Kicking the West out of Asia is fair enough but it was replacing one imperial power with another.
Spoken like a true colonizer. Millions of asians would gladly swap exploitive rule by white men for equally exploitive rule by an all Asian empire. Us honkies sometimes have trouble wrapping our heads around ideas like that, but Beijing is well aware.
 
The various responses to the Japanese occupations were a mixed bag. Some 30,000 Indians enlisted on Japan's side for the war, as did many Indonesians as well. Thailand is fairly rated an accomplice. Korea had been a vassal state for decades, and China had not only the depredations of the 30s but the humiliation of 1895 to remember.

I would imagine that parties or groups inside each individual conquered state or colony had different views, as well.

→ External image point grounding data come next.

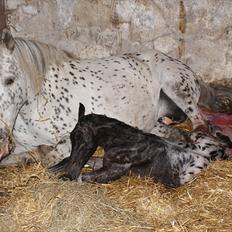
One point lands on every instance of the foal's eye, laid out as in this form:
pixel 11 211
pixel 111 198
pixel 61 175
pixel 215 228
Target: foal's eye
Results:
pixel 9 81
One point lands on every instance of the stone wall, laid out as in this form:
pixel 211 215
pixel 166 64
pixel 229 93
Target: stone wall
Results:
pixel 199 32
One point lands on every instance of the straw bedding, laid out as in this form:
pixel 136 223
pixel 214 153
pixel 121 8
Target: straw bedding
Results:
pixel 32 199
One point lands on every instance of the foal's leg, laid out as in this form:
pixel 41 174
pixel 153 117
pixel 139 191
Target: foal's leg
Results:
pixel 106 173
pixel 170 132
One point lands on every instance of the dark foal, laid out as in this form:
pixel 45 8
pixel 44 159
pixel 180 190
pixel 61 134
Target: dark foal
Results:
pixel 127 148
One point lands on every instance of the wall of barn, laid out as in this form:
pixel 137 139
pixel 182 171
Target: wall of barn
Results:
pixel 197 32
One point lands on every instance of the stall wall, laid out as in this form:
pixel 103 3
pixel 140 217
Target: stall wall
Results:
pixel 197 32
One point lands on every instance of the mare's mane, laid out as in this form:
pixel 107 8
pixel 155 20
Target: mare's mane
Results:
pixel 35 59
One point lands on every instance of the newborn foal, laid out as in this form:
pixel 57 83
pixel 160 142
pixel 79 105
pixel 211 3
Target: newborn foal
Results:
pixel 127 148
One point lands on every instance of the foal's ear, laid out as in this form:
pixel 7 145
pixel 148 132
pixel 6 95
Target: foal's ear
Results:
pixel 7 39
pixel 81 113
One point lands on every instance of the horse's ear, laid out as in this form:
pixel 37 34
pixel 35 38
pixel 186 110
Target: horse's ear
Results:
pixel 81 111
pixel 7 39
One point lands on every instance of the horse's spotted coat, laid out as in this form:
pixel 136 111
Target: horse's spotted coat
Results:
pixel 41 88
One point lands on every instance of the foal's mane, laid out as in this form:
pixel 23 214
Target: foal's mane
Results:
pixel 35 59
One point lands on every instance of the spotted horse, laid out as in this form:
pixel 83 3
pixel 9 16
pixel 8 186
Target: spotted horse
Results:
pixel 41 87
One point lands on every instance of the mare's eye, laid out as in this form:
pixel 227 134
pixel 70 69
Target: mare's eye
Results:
pixel 9 81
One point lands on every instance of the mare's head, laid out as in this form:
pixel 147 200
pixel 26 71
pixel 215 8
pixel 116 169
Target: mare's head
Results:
pixel 12 90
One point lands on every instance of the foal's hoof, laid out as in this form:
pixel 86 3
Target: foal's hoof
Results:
pixel 60 166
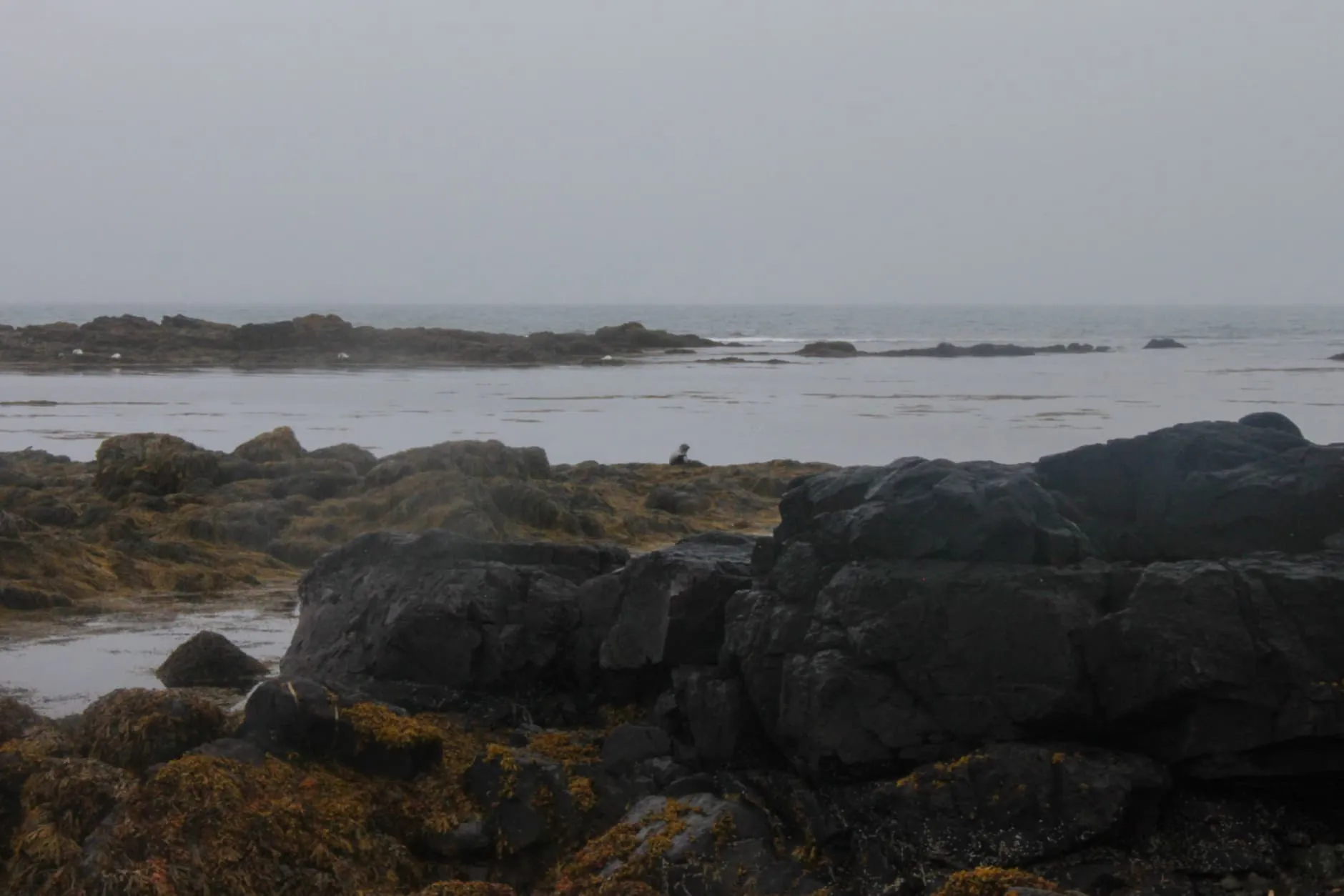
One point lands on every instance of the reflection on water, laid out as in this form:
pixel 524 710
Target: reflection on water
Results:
pixel 867 410
pixel 64 672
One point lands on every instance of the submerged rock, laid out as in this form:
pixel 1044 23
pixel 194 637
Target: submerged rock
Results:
pixel 152 464
pixel 210 660
pixel 312 340
pixel 279 445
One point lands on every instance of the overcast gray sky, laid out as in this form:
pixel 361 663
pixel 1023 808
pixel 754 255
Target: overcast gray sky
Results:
pixel 672 151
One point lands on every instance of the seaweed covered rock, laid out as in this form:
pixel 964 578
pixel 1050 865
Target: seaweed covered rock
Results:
pixel 210 660
pixel 467 888
pixel 195 828
pixel 991 880
pixel 701 844
pixel 453 614
pixel 152 464
pixel 279 445
pixel 16 717
pixel 1202 491
pixel 362 459
pixel 370 738
pixel 134 728
pixel 485 459
pixel 64 804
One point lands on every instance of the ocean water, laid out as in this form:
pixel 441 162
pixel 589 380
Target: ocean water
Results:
pixel 62 671
pixel 844 412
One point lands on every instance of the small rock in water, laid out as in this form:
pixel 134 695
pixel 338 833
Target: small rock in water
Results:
pixel 210 660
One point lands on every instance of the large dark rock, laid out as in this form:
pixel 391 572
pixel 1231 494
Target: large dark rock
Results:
pixel 1008 804
pixel 444 612
pixel 210 660
pixel 671 602
pixel 896 662
pixel 1272 421
pixel 916 508
pixel 1200 491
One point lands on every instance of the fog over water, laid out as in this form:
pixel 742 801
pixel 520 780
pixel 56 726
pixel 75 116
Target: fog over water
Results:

I believe that one reason the British had difficulties in retaking Southeast Asia (insofar as they did so incompletely) is that many of the locals did not have pleasant memories being part of the Empire, and saw no reason to risk life and limb for imperial squabbles decided in London and Tokyo. As the Who later sang, the thought of "Meet the new boss / same as the old boss" probably had a bit of traction in that theater.

The Koreans and Chinese obviously hold to their legitimate grievances to this day. The Vietnamese and Indonesians just wanted to be left the Hell alone, though both took advantage of the power vacuum after the war to fight for and gain their independences. The tensions nowadays don't seem so obvious to me, but I'm not well-read on current opinions in those nations.

It's not clear-cut and I see little value in thinking this is an either/or question.